Yoshitoshi’s series Thirty-two Aspects of Customs and Manners represents a different side to his novel style and impact on future generations of Japanese printmaking. Thirty-two Aspects of Customs and Manners consisted of images of beautiful women (bijin-ga) in various settings. The series was unprecedented in its representation of women from across Japanese history and social class, including portraits of court ladies, housewives, business women, servants, courtesans and prostitutes as well as its more realistic renderings of the women’s facial expressions and figures in three-quarter view. With sensuous attention to fashion of modern women emphasized by newly available aniline dyes, Yoshitoshi’s various beauties, such as the woman in Wanting to Go Abroad (1877–78), anticipate the intimate compositions his successors would create of stylish women during the New Prints (shin-hanga) Movement in early 20th c. Japan.

Although his woodblock prints are now regarded and collected as high art, Yoshitoshi’s legacy as a popular artist continues to be celebrated today in contemporary tattoo culture. While tattoos have remained relatively taboo throughout most of Japanese history, decorative tattooing (irezumi) blossomed among the popular culture of the Yoshiwara pleasure districts and working class during the Edo period. Tattoo designs often evolved alongside woodblock prints and Kabuki theater plays. Yoshitoshi was well known for showcasing the beauty of tattoo motifs of his time in many of his prints, especially those featuring kabuki actors and the series Strong Heroes of the Water Margin (1868). His particularly imaginative, detailed renderings of tattoos in many of his works provide fascinating records of Japanese tattoo culture that continues to mesmerize woodblock print and tattoo aficionados alike. A number of his prints even take up the process of tattooing as subject matter. A scene from Thirty-two Aspects of Customs and Manners (1888), for example, shows a young courtesan receiving a tattoo with the character for love, likely the beginning of a tattoo for her lover.

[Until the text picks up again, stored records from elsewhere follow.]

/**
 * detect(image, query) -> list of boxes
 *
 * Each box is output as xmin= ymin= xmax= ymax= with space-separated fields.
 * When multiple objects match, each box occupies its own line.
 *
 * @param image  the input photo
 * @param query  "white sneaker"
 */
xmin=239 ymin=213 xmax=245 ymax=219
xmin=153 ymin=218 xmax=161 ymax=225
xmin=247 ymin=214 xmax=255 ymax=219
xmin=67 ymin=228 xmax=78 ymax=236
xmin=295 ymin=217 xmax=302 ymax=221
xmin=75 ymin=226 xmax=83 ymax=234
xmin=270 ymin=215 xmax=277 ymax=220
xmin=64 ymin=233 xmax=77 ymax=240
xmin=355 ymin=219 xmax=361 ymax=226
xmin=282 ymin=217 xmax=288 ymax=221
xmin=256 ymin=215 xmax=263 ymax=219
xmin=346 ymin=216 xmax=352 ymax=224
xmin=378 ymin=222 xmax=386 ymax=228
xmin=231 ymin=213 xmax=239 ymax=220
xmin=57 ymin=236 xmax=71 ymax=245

Yoshitoshi’s designs for scenes from Tales of the Water Margin (Suikoden), a 14th c. Chinese epic popular in Japan, showcase incredibly meticulous tattoos on the bulging muscles of heroic renegades who battled on behalf of the poor and oppressed. In late Edo, these ukiyo-e inspired compositions from Tales of the Water Margin were sometimes employed as subversive symbolism for the tattoos of vigilantes who rebelled against the authority of the shogunate. This subject matter still resonates with contemporary tattoo artists today and is referenced in their work. Los Angeles-based Christopher D. Brand’s tattoo series,108 Artists of Los Angeles, for example, interweaves iconography from Tales of the Water Margin with 1980's Los Angeles Chicano history and tattoo culture. (The profound influence of ukiyo-e on tattoos and their interconnected history was recently explored in the exhibition Perseverance: Japanese Tattoo Tradition in a Modern World (2014), organized by the Japanese American National Museum.)

In addition to tattoos, the influence of Yoshitoshi’s innovative designs continue to reverberate across contemporary art, illustration and design. The artist’s striking ability to recast Japan’s past through a modern lens enabled him to redefine the woodblock print in a progressively global world. His seamless integration of western and Japanese techniques, merging past and present, make his compositions feel thoroughly modern and continually provide inspiration to all who encounter his work.